The Nef clones studied here for SERINC3 down-regulation were previously characterized for CD4 and HLA-I down-regulation [14], alteration of TCR signalling [15] and SERINC5 down-regulation [12] (data shown in additional Table 1). SERINC3 down-regulation activity was modestly and positively correlated with SERINC5 down-regulation activity (Spearman’s, p < 0.0001) and CD4 down-regulation activity (Spearman’s, p < 0.0001), but was not correlated with HLA-I down-regulation and alteration of TCR signalling activities (data shown in additional Fig. 2).

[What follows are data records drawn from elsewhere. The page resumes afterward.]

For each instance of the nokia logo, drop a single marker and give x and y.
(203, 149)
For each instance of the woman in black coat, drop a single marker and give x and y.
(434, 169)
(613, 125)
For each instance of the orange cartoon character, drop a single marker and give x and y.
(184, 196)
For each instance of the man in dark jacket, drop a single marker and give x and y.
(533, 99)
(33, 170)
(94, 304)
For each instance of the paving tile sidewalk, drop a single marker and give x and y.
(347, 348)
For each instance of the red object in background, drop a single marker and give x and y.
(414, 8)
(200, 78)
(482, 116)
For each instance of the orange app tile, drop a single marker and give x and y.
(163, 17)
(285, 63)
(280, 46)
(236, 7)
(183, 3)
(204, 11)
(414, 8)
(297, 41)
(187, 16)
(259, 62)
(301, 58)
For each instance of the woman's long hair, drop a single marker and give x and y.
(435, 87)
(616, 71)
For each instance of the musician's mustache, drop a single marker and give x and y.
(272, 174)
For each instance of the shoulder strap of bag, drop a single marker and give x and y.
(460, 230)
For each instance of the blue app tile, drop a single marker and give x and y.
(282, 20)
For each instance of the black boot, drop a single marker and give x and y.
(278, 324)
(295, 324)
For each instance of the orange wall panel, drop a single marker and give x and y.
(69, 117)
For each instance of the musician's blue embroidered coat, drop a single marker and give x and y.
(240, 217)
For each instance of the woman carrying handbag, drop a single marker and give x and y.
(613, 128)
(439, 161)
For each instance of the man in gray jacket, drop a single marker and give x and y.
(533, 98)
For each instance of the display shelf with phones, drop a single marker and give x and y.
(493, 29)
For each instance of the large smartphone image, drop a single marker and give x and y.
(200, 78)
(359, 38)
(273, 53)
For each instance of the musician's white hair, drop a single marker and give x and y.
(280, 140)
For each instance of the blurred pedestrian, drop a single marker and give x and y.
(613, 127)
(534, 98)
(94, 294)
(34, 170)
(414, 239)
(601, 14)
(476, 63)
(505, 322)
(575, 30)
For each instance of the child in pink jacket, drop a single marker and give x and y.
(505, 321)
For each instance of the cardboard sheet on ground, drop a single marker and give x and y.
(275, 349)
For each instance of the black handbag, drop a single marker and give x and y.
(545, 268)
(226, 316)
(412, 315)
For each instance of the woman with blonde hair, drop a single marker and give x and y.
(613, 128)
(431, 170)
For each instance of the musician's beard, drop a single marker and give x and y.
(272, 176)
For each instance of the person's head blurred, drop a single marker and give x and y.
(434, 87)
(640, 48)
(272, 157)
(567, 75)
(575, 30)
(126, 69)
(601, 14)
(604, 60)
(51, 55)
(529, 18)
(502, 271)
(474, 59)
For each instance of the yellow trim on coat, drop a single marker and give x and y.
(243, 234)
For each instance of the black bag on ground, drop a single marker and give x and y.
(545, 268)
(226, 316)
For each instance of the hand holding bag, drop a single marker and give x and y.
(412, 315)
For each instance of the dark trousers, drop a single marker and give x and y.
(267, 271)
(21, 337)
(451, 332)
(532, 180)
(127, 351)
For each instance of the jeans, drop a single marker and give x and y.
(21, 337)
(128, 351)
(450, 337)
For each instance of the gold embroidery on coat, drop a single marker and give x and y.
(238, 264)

Table 1 Amino acid variants significantly associated with altered SERINC3 down-regulation function

Sequence-function analysis

To determine which amino acid variants significantly affect SERINC3 down-regulation activity, a codon-by-codon sequence-function analysis was performed, that included all amino acids observed at least five times in the sequence dataset at a given Nef position. In total, we identified 30 amino acids that were significantly associated with altered SERINC3 down-regulation activity at our predefined statistical threshold of p < 0.05; q < 0.3, where 63% of these lay in Nef’s N-terminal domain (residues 1–57) (Table 1). The associations at codons 3–12 overall tended to have lower p-values when compared with the rest of the associations (Table 1), suggesting that this region has a notable influence on SERINC3 down-regulation. To validate the sequence-function analysis, two mutations in this region were selected for site-directed mutagenesis to confirm their functional effects. A previous study that evaluated Nef sequences from subtypes A, B, C and D (where the subtype C sequences were independent from the present study) confirmed that Nef substitutions 8R and 11G negatively impacted SERINC3 down-regulation activity [13], so it was notable that the present analysis also identified 8R as being associated with significantly lower activity and 11V to be associated with significantly higher activity. In the present study however, we wished to identify mutations that selectively affect SERINC3 down-regulation and which have not previously been described to alter SERINC3 down-regulation by subtype C Nef. To identify candidates, we compared our amino acid "hits" to those from prior SERINC5 studies [9, 11,12,13], and selected mutations 5L and 12E for testing as these were not previously associated with altered SERINC5 down-regulation yet are both expected to reduce Nef-mediated SERINC3 down-regulation activity (Table 1). The mutation 5L is indirectly expected to have a negative effect on SERINC3 down-regulation since the consensus 5W was associated with increased SERINC3 down-regulation (Table 1), and 5L was selected due to it being the most common mutation at this codon in our dataset. While 12G was previously reported to increase infectivity in the presence of SERINC3 in subtype B [11], the effect of the mutation 12E on SERINC3 down-regulation by subtype C Nef has not previously been described. As a control, we included 8R which was already known to selectively decrease SERINC3 down-regulation activity [12,13,14].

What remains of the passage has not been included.